The world's technologies for communication, information and entertainment is steadily becoming digital. As part of this trend, still pictures are being stored and transmitted digitally; video is being transmitted and stored in digital form. Digital images and video together constitute an extremely important aspect of modem communication and information infrastructure. Efficient methods for processing multi-dimensional signals such as digital video and images are of deep technological significance. Examples of common application areas where such sophisticated processing is absolutely necessary include image and video compression for efficient video storage and delivery, manipulation of digital images and video frames for effective generation of artificial scenes, image or video enhancement etc.
Blurred Boundaries
Most digital images show objects delineated by boundaries which are not sharp. Boundaries can be considered as those regions between objects that indicate where one object ends and the next one begins. They help outline the various objects and help the eye distinguish and identify one object from another. In general, most visual images represented with pixels do not represent the boundaries as locations of sharp discontinuous changes in pixel values. The extent of an object would not normally end at one pixel with the adjacent object beginning the next pixel over. Instead of ending abruptly, the extent of one object disappears slowly into its neighbor and vice versa. Magnifying the image, one would see that the colors of adjacent objects bleed into each other across their edges. The extent over which this blending takes places gives the boundary a finite width and makes the boundaries appear fuzzy and spread out. Where one object starts and where its adjacent neighbor ends becomes less certain. The boundary between the two objects thus becomes wider. The width of the boundary is typically several pixels, five for example, but can vary from one pixel to ten or more. The widening of the boundaries has the effect of making the image look blurrier. The width of the boundaries can be used as a measure of the blurriness in the image.

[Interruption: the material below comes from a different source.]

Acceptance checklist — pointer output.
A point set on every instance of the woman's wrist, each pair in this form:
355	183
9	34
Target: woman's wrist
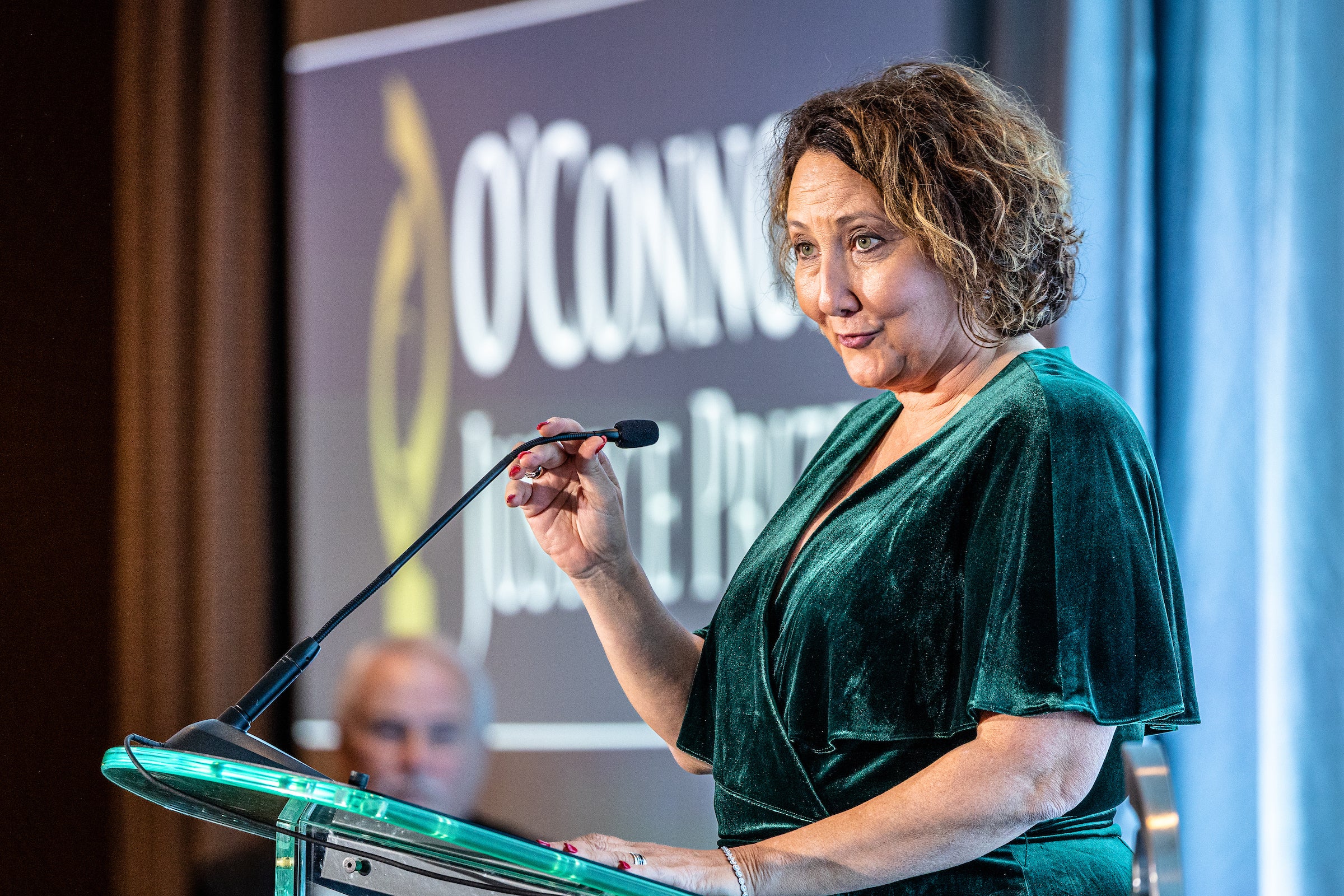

Boundaries in an image can become blurry for several reasons. One reason is the finite resolution of the device used to record the image. The finite dimensions of the focussing optics and the granular or discrete nature of the recording media (grains in film or pixels in a CCD sensor) yield a certain resolving power that can distinguish between features of a certain size but no smaller. Features normally are not sharper or smaller than the resolving power of the recording device. Thus, edges and boundaries do not appear infinitely sharp but have a small but finite width instead. Another reason is the motion of objects. The recording media requires a finite amount of time to be exposed during which the object can move around. As the object moves, the edge of the object moves across the recording media yielding a wider boundary and a blurrier looking object. Blurry boundaries can also result from atmospheric disturbances (hot rising air, smoke, haze, etc.) that can diffuse the light from a single spatial point onto different areas in the recording media. Low contrast between the colors of adjacent objects and low light levels can also have the effect of blending the color of one object into the color of its adjacent object. Thus, images depicting realistic looking scenes tend to have blurry boundaries.
Video Compression
Although the field of the invention is not limited to video compression, in the context of video compression since a number of the same objects move around in a scene spanning several video frames, one attempts to create shortcuts for describing a current video frame being encoded or compressed in relation to other video frames that have already been transmitted or stored in the bit stream through a process of identification of portions of the current frame w/other portions of previously sent frames. This process is known as motion compensation. In technologies such a MPEG 1, 2 and 4 (in simple profile), the image frame is subdivided into square blocks that are then matched to a previously encoded frame and a displacement vector, also called motion vector, is placed in the bit stream indicating that the block in question should be replaced by the corresponding block in a previously encoded frame.
Such block-based motion compensation suffers from the limitation that the objects within most images are not built up of blocks. Such an attempt leads to poor matching and motion compensation. In particular blocks that traverse the boundary of two objects tend to have even poorer matches than others. Hence it becomes desirable to be able to directly manipulate the inherent constituent components in any given video frame, which are the objects or parts of objects, segments of arbitrary shapes (as allowed for instance in MPEG4 or as disclosed in “Method and Apparatus for Digital Image Segmentation,” International Publication Number WO 00/77735, applicant Pulsent Corporation, inventors A. Prakash, E. Ratner, J. S. Chen, and D. L. Cook, published Dec. 21, 2000) as the fundamental entities for use in motion compensation. Furthermore, applications such as artificial scene generation requires manipulation and placement of objects or segments in new locations. Image and video enhancement applications also need processing of the object segment.